A pintura nos muros se repetiu quando a família se mudou para São Bernardo do Campo (ABC) e ele fez o mesmo em um terreno baldio vizinho. Mas a alcunha de grafiteiro só foi assumida um tempo depois, quando o termo se popularizou. Em 1984, conheceu Rui Amaral na Vila Madalena, na zona oeste paulistana, e, juntos, se tornaram referências da arte urbana paulista.

Eles compartilhavam a mesma visão crítica sobre a forma como a paisagem urbana era tomada por propaganda política em tempos de eleição. Naquela época, era permitido pintar nomes e números de candidatos nos muros.

"Meu pai achava aquilo errado. Ele andava de ônibus e via as pessoas olhando aquelas propagandas políticas", diz a filha Denise.

O ímpeto ideológico o transformou em um artista frenético, que finalizava os traços dos seus desenhos de cabeças em minutos —as figuras que remetiam ao corpo humano, mas em múltiplas cores e estilo psicodélico, se tornaram a marca de seu trabalho. "Ele gostava muita da expressão 'cabeça feita', para ele tinha muitos outros significados", diz Denise.

Outro desenho simbólico de Howard era uma cobra comendo o próprio rabo com os dizeres "Deus se come-se". "Ele era questionado sobre o significado daquela frase e sempre devolvia a pergunta do que aquilo representava para a pessoa que estava perguntando", conta o filho Michael.

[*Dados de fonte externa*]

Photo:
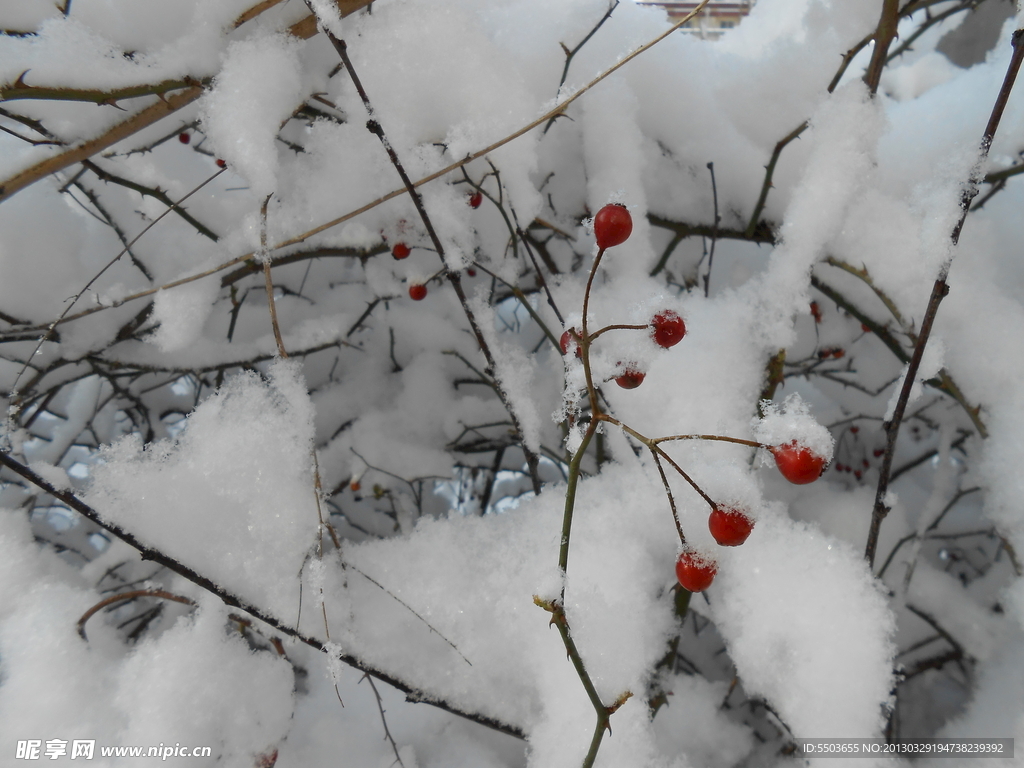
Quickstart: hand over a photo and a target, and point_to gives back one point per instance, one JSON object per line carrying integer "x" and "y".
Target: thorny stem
{"x": 317, "y": 483}
{"x": 883, "y": 39}
{"x": 454, "y": 279}
{"x": 570, "y": 53}
{"x": 769, "y": 172}
{"x": 939, "y": 290}
{"x": 943, "y": 382}
{"x": 14, "y": 392}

Seu espírito inconformista o levou a deixar de seus empregos de forma recorrente, a maioria em montadoras de carros em Detroit e como professor de inglês e literatura americana.

Esse traço de personalidade teria irritado Pietro Maria Bardi, fundador do Masp (Museu de Arte de São Paulo), quando o convidou para participar de uma exposição. Junto à obra, Howard lançou um manifesto contra o banco patrocinador do museu. "Por um lado era talentoso e por outro ele próprio aniquilava sua carreira artística", diz Denise. "Tinha um senso de justiça muito forte dentro dele."

A partir da valorização da arte de rua, suas criações se tornaram requisitadas em exposições e galerias, apesar de sempre ter exposto apenas nas ruas. Foi convidado para participar da Bienal de São Paulo e eventos no Masp, além de ter ido à Dinamarca para uma residência artística por indicação de Os Gêmeos, ícones do grafite nacional.

Howard morreu aos 85 anos no último dia 13, em São Paulo, após sofrer complicações da doença de Alzheimer, diagnosticada há cerca de quatro anos. Deixa a ex-mulher Marinez Bracale, os filhos Michael, Susan, Denise e Thomas, e os netos Leon, Stella e Helena, além dos irmãos Terry e Carole e muitos filhos e irmãos do grafite.